Toyota to road test SiC Power Semiconductors
Using a "˜Camry' hybrid prototype and a fuel cell bus, Toyota Motor Corporation will be road testing the performance of SiC power semiconductors. The company hopes this will lead to significant efficiency improvements in hybrids and other vehicles with electric powertrains.
At present, power semiconductors account for approximately 20 percent of a vehicle's total electrical losses, meaning that raising the efficiency of the power semiconductors is a promising way to increase powertrain efficiency.
By comparison with existing silicon power semiconductors, the newly developed high quality SiC power semiconductors create less resistance when electricity flows through them. The technologies behind these SiC power semiconductors were developed jointly by Toyota, Denso Corporation, and Toyota Central R&D Labs.

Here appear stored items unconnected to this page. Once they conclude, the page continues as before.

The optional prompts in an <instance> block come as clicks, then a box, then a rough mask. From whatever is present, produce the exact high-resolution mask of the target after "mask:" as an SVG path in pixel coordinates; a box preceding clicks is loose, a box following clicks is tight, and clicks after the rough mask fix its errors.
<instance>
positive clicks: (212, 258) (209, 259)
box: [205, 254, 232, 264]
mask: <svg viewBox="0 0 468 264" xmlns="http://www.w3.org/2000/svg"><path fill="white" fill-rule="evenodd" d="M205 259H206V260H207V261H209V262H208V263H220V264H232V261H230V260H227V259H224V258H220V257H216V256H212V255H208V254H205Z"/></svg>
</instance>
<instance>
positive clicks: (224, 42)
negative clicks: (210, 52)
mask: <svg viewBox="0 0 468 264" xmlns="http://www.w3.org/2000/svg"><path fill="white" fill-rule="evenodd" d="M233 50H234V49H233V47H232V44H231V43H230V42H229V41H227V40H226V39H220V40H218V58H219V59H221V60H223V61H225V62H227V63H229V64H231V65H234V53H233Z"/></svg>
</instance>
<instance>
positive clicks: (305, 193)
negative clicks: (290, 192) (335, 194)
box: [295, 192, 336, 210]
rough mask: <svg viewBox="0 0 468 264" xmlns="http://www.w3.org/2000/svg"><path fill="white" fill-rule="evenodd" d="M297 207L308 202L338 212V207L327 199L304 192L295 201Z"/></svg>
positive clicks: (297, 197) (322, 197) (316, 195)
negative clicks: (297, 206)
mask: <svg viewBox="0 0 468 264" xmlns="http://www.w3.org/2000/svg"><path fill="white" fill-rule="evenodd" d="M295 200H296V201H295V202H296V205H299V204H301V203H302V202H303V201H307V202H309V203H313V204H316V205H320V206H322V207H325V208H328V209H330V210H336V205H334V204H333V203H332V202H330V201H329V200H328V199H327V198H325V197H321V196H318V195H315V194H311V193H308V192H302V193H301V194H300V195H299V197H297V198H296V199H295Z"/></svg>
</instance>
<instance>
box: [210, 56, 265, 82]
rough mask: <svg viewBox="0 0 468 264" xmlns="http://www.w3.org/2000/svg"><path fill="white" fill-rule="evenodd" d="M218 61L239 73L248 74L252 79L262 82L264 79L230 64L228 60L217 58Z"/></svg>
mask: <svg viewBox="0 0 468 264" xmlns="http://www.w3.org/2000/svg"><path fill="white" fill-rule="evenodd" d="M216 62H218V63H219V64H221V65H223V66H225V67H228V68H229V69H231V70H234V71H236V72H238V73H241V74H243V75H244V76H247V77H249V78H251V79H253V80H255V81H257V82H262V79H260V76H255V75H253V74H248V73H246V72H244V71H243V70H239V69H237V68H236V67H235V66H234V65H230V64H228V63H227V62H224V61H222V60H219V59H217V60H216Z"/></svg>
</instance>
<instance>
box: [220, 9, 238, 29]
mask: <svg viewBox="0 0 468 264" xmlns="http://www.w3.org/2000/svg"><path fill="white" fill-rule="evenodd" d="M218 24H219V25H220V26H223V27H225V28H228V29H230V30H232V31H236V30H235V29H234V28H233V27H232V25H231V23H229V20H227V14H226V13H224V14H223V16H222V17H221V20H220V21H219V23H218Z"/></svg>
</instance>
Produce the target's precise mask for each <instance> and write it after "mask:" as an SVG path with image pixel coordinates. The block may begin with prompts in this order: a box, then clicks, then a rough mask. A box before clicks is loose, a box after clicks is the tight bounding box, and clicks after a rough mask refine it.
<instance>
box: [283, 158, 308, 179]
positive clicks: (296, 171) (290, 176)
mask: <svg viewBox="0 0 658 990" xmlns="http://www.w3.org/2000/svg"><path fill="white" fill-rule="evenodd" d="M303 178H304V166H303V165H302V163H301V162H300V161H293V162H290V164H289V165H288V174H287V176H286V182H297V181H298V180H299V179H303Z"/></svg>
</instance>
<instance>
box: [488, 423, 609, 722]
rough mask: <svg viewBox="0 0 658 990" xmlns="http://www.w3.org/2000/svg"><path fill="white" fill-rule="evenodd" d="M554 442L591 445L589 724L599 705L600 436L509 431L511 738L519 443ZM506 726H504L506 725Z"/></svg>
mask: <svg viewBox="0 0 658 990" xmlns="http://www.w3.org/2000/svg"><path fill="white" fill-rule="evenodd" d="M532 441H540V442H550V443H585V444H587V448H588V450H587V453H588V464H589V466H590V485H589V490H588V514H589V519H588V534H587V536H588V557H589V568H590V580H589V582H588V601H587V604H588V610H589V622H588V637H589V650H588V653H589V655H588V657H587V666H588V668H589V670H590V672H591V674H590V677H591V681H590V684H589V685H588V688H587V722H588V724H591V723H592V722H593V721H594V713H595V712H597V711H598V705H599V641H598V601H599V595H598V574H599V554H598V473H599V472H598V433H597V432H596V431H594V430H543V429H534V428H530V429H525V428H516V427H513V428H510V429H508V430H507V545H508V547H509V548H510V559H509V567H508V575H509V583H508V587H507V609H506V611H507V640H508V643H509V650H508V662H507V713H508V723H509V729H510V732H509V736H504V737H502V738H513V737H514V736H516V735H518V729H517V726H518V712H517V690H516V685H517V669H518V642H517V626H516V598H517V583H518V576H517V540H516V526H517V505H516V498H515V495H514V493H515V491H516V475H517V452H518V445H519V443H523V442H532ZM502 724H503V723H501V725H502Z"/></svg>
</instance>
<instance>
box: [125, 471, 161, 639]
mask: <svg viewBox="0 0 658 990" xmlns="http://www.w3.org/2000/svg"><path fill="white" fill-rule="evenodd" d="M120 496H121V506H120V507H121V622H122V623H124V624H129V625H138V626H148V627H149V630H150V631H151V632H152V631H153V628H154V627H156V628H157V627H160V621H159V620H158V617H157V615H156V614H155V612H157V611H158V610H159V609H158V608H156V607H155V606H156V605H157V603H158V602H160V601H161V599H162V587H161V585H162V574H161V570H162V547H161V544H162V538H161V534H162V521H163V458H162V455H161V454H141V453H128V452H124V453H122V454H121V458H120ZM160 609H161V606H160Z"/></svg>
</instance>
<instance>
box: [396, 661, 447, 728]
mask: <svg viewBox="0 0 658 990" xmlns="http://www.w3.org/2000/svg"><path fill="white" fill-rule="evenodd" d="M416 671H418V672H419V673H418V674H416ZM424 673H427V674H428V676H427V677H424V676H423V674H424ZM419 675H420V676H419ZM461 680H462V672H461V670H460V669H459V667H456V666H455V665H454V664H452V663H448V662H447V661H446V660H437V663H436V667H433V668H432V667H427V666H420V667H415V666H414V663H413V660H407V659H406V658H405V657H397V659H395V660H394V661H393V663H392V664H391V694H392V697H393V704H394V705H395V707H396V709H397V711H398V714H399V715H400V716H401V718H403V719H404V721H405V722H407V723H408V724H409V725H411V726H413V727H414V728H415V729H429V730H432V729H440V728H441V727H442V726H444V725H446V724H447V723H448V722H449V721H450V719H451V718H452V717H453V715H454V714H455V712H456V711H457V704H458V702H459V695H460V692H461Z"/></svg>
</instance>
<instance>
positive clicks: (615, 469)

In the Camry hybrid prototype, Toyota is installing SiC transistors and diodes in the power control unit's (PCU) internal voltage step-up converter and the inverter that controls the motor. Data gathered will include PCU voltage and current as well as driving speeds, driving patterns, and conditions such as outside temperature.
By comparing this information with data from silicon semiconductors currently in use, Toyota will assess the improvement to efficiency achieved by the new SiC power semiconductors. Road testing of the Camry prototype will begin (primarily in Toyota City) in early February 2015, and will continue for about one year.
Similarly, on January 9, 2015, Toyota began collecting operating data from a fuel cell bus currently in regular commercial operation in Toyota City. The bus features SiC diodes in the fuel cell voltage step-up converter, which is used to control the voltage of electricity from the fuel cell stack.
Data from testing will be reflected in development, with the goal of putting the new SiC power semiconductors into practical use as soon as possible.